I am calling DALLE3 api thru this code:
And this is my prompt:
A female social carer, face seen, stands in a marketplace, hands working dough. Stalls around her display global ingredients. Behind, a cobblestone path leads to a luminous bridge with volunteers holding instruments, silhouetted against the sunrise. To her right, a trail enters a forest; to her left, an open square resonates with music. An ancient library looms in the background. The scene blends vibrant colors with golden dawn light, capturing a world of cultural unity in a realistic style.
And this is the result:
Even considering that the prompt is revised:
revised_prompt=‘An Hispanic female social carer is seen standing in the bustling marketplace, her hands skillfully working a piece of dough. Stalls around her display an array of global ingredients, a testament to culinary diversity. In the background, a charming cobblestone path leads to a glowing bridge where silhouetted figures, seen as volunteers, hold myriad of instruments against the canvas of a sunrise. To her right, a trail enticingly beckons towards a lush forest while on her left, an open cobblestone town square echoes with resonant music. Further in the backdrop, an ancient, grand library towers, adding a historical touch. The scene splendidly weaves vibrant hues with the golden light of dawn, encapsulating the essence of cultural unity in the realism art style.’
The quality is way behind.

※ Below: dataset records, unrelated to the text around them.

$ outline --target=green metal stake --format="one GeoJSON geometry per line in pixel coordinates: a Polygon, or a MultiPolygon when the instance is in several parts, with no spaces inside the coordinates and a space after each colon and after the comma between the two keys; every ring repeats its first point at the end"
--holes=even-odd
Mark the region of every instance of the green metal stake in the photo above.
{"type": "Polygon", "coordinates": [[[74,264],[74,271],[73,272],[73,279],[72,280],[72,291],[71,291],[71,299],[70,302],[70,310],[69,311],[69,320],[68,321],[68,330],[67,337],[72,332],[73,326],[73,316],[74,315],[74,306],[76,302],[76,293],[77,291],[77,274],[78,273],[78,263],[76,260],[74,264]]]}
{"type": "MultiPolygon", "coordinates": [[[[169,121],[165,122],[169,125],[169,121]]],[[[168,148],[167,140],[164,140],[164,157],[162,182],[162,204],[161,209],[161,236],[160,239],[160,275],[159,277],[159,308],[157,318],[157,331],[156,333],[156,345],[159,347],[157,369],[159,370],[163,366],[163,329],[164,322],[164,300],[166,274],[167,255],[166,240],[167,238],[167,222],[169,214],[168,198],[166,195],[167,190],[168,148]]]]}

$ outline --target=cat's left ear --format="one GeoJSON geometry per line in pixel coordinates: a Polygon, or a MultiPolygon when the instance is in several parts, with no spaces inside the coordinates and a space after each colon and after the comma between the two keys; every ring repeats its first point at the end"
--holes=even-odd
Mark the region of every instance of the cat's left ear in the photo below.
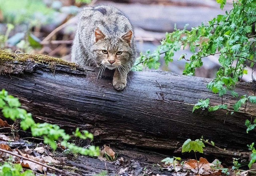
{"type": "Polygon", "coordinates": [[[132,31],[131,30],[127,32],[126,33],[123,34],[121,38],[126,42],[127,42],[129,44],[131,44],[131,39],[132,39],[132,31]]]}

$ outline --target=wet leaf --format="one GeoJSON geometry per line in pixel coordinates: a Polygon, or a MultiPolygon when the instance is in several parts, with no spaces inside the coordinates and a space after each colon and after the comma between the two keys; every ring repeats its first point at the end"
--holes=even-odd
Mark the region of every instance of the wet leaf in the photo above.
{"type": "MultiPolygon", "coordinates": [[[[216,166],[216,164],[220,162],[218,160],[214,160],[212,163],[208,162],[206,158],[201,157],[198,162],[199,170],[198,174],[201,175],[221,175],[221,171],[219,169],[216,169],[214,167],[218,167],[218,168],[223,168],[223,166],[219,164],[216,166]]],[[[194,173],[197,173],[198,168],[197,166],[197,161],[196,160],[188,160],[184,164],[184,168],[191,170],[194,173]]]]}
{"type": "Polygon", "coordinates": [[[104,149],[103,149],[103,150],[105,152],[105,153],[111,156],[112,159],[114,160],[115,158],[116,153],[109,147],[107,146],[106,145],[104,145],[103,146],[104,149]]]}
{"type": "Polygon", "coordinates": [[[41,41],[32,33],[28,35],[28,40],[30,45],[34,48],[41,48],[42,45],[40,43],[41,41]]]}

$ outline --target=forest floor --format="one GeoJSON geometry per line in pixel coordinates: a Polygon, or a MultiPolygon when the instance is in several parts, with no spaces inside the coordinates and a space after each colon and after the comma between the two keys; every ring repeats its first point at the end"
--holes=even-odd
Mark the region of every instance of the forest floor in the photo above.
{"type": "MultiPolygon", "coordinates": [[[[227,164],[222,164],[217,159],[214,159],[212,156],[197,154],[198,157],[202,156],[199,159],[198,170],[195,160],[183,158],[192,158],[194,156],[182,156],[180,152],[176,152],[174,154],[173,151],[162,151],[168,153],[167,155],[145,149],[116,146],[112,148],[103,145],[99,156],[90,157],[74,154],[60,144],[56,150],[53,150],[48,145],[32,142],[32,141],[39,141],[38,139],[32,137],[28,140],[15,139],[0,133],[0,149],[11,152],[9,154],[2,153],[0,159],[19,163],[25,170],[33,170],[36,175],[52,175],[54,174],[61,176],[163,176],[234,174],[232,172],[230,156],[225,158],[226,160],[230,160],[227,164]],[[179,160],[177,158],[176,160],[168,158],[168,155],[173,154],[182,158],[179,160]],[[209,160],[212,162],[209,162],[204,157],[208,158],[209,160]],[[166,158],[164,162],[161,162],[166,158]]],[[[239,173],[239,175],[245,176],[248,172],[246,171],[243,173],[242,170],[240,170],[239,173]]]]}

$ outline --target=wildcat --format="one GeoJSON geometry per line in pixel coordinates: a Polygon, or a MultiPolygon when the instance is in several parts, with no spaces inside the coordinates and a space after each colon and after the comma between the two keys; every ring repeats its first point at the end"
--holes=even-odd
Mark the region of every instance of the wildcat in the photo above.
{"type": "Polygon", "coordinates": [[[133,27],[128,18],[111,6],[86,7],[80,12],[72,46],[71,61],[82,66],[115,69],[113,85],[126,86],[127,75],[136,57],[133,27]]]}

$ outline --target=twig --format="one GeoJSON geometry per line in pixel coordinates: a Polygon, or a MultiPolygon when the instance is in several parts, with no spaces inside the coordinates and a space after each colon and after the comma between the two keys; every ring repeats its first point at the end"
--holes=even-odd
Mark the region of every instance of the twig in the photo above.
{"type": "MultiPolygon", "coordinates": [[[[158,82],[156,80],[156,82],[157,83],[157,84],[158,84],[158,86],[159,86],[159,88],[160,88],[160,90],[161,90],[161,92],[160,93],[160,95],[162,97],[162,100],[164,100],[164,93],[163,93],[163,91],[162,90],[162,88],[161,88],[161,86],[160,86],[160,84],[159,84],[159,83],[158,83],[158,82]]],[[[157,94],[157,95],[158,96],[158,94],[157,94]]],[[[158,96],[158,98],[159,98],[159,97],[158,96]]]]}
{"type": "Polygon", "coordinates": [[[41,41],[40,43],[41,45],[47,45],[48,44],[70,44],[72,43],[73,40],[52,40],[51,41],[41,41]]]}
{"type": "Polygon", "coordinates": [[[35,161],[34,160],[32,160],[31,159],[25,156],[23,156],[20,155],[18,154],[16,154],[16,153],[14,153],[13,152],[12,152],[10,151],[8,151],[6,150],[4,150],[2,149],[0,149],[0,151],[2,152],[4,152],[6,153],[8,153],[8,154],[11,154],[13,156],[15,156],[18,157],[19,158],[22,158],[24,160],[26,160],[28,161],[31,161],[31,162],[33,162],[35,163],[36,163],[38,165],[43,166],[44,167],[46,167],[47,168],[49,168],[49,169],[52,169],[52,170],[55,170],[56,171],[60,173],[65,174],[65,175],[68,175],[68,176],[72,176],[72,175],[67,173],[66,172],[64,172],[63,170],[60,170],[58,169],[56,169],[56,168],[54,168],[53,167],[50,166],[48,166],[47,165],[43,163],[41,163],[40,162],[38,162],[38,161],[35,161]]]}
{"type": "Polygon", "coordinates": [[[40,140],[42,140],[42,141],[43,141],[43,140],[44,140],[43,139],[37,138],[34,137],[23,137],[23,138],[22,138],[21,139],[35,139],[40,140]]]}
{"type": "MultiPolygon", "coordinates": [[[[155,100],[157,100],[157,99],[155,99],[155,100]]],[[[174,101],[174,100],[164,100],[164,101],[166,101],[166,102],[174,102],[175,103],[179,103],[180,104],[185,104],[186,105],[189,105],[189,106],[195,106],[196,105],[194,104],[191,104],[190,103],[184,103],[183,102],[177,102],[176,101],[174,101]]],[[[209,106],[209,107],[213,107],[212,106],[209,106]]],[[[228,111],[230,111],[230,112],[237,112],[238,113],[243,113],[244,114],[247,114],[247,115],[251,115],[252,116],[256,116],[256,114],[254,114],[252,113],[250,113],[250,112],[244,112],[243,111],[235,111],[234,110],[230,110],[229,109],[221,109],[222,110],[226,110],[228,111]]]]}
{"type": "Polygon", "coordinates": [[[56,29],[54,29],[52,32],[51,32],[44,39],[42,42],[44,43],[46,41],[48,41],[50,39],[52,36],[53,36],[57,32],[60,31],[64,28],[67,26],[68,25],[70,24],[71,23],[76,21],[77,20],[77,18],[76,17],[74,17],[68,20],[65,23],[63,23],[61,25],[60,25],[58,27],[57,27],[56,29]]]}
{"type": "Polygon", "coordinates": [[[239,153],[241,154],[250,154],[251,153],[250,153],[250,152],[233,152],[233,151],[228,151],[226,150],[225,150],[224,149],[222,149],[221,148],[219,147],[218,147],[216,146],[216,145],[213,145],[212,144],[212,143],[209,143],[209,142],[206,141],[205,139],[202,139],[203,141],[204,141],[204,143],[206,143],[206,144],[210,145],[212,147],[214,147],[216,148],[216,149],[218,149],[218,150],[220,150],[220,151],[222,151],[223,152],[226,152],[226,153],[229,153],[229,154],[233,154],[233,153],[239,153]]]}
{"type": "Polygon", "coordinates": [[[242,172],[241,172],[241,173],[240,174],[240,175],[243,175],[244,174],[246,174],[247,172],[250,172],[254,170],[256,170],[256,169],[250,169],[250,170],[246,170],[245,171],[242,172]]]}

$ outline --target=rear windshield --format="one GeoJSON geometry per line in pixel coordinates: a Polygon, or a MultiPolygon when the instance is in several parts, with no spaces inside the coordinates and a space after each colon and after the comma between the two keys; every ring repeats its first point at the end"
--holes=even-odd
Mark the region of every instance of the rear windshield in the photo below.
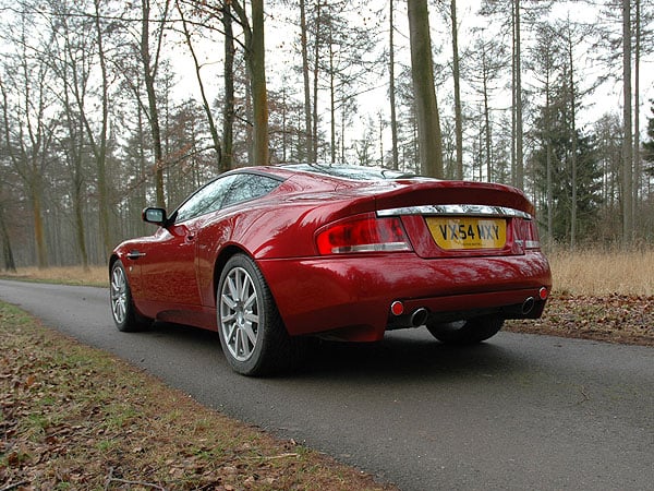
{"type": "Polygon", "coordinates": [[[356,167],[356,166],[322,166],[316,164],[298,164],[284,166],[294,170],[303,170],[305,172],[324,173],[346,179],[354,179],[356,181],[378,181],[385,179],[411,179],[415,178],[414,173],[401,172],[399,170],[383,169],[380,167],[356,167]]]}

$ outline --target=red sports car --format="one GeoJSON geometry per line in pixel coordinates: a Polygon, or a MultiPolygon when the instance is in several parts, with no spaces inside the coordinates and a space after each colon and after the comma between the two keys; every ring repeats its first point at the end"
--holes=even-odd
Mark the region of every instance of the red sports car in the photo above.
{"type": "Polygon", "coordinates": [[[473,344],[541,316],[552,286],[534,207],[500,184],[363,167],[233,170],[152,237],[111,255],[120,331],[153,320],[218,331],[231,367],[276,371],[306,336],[374,342],[426,328],[473,344]]]}

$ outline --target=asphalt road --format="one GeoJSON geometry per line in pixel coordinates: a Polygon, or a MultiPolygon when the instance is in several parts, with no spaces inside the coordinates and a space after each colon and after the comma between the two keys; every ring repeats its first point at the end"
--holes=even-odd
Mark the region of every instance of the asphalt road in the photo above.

For example, if I feed the same revised prompt to microsoft image creator (which I guess will do some prompt preprocessing but still is based on dalle3), I get:
a much better result with a unified style and better aesthetics.
Is this expected? I’m wondering if there’s a bug or a misconfiguration that causes the model to fall back to dalle2. I’ve tried updated the openai python library just in case but didn’t help.
Here’s another example.
revised_prompt=“A Japanese male designer, his face visible, stands in a designer’s atrium, brush poised over a parchment adorned with sketches of fantastical creatures. The light trickles in from a crystal dome above, casting prismatic hues that make the scene vibrant and lively. In the background, there are houses shaped like action figures, independent game arcades and a cobblestone path leading to a quaint tea shop. The hills beyond are swathed in multicolored foliage, ading to the imaginative landscape. The style of the image imparts a sense of dynamism and vigor to the scene.”
And this is happening consistently to me, with every prompt I try.